Although we have discussed at length the tactics used by AIDS denialists to convince the general public to adhere to its doctrines, the AIDS denialist movement is, fortunately, smaller than ever before. South Africa—once the AIDS denialist capital of the world thanks to the propaganda spouted by President Mbeki—is now the epicenter of AIDS treatment initiatives and anti-stigma campaigns (A Timeline of HIV and AIDS, 2018). As of 2017, it is estimated that nearly 21 million HIV positive individuals are on antiretroviral treatment, and almost three quarters of HIV positive pregnant women have used antiretroviral treatment to prevent passing on HIV to their children (WHO).

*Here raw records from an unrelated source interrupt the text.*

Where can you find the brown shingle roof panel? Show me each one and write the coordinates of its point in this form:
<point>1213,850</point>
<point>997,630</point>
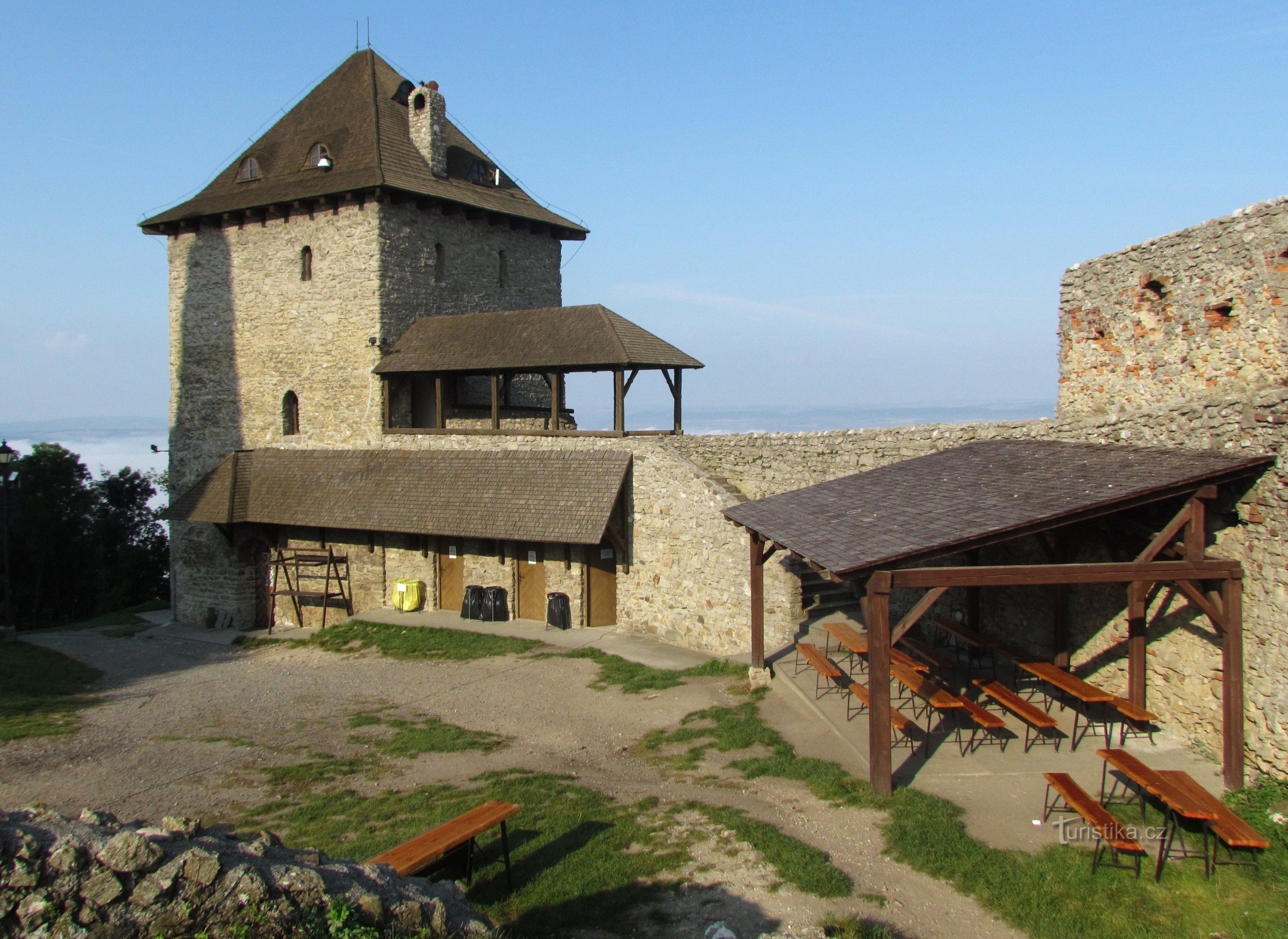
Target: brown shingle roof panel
<point>552,338</point>
<point>978,494</point>
<point>353,111</point>
<point>509,495</point>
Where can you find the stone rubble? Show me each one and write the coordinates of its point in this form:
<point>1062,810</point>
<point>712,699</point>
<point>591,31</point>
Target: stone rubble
<point>96,877</point>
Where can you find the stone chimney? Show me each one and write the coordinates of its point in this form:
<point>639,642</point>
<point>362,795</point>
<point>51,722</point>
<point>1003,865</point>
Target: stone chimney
<point>427,116</point>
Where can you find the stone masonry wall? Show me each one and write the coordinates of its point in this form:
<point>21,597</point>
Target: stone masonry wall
<point>1188,315</point>
<point>1184,665</point>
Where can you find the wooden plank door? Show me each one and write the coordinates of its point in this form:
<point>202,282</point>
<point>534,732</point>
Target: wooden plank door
<point>602,586</point>
<point>532,583</point>
<point>451,575</point>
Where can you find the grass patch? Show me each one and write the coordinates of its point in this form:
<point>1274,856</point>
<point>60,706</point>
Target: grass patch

Nowadays, the AIDS denialism movement continues to inhabit online forums that generally target those already predisposed to support conspiracy theories. It no longer lives in the greater public debate, nor any country’s government. While the AIDS denialist movement is largely defeated, this does not mean we should stop studying just how it came to be in the first place. Now more than ever, it is vital to remain vigilant about what information we consume, who is disseminating it, and who stands to profit from our ignorance. The tactics above are still popular strategies for those who wish to spread “fake news” or insidious conspiracies, so allow the story of AIDS denialism to serve as a cautionary tale.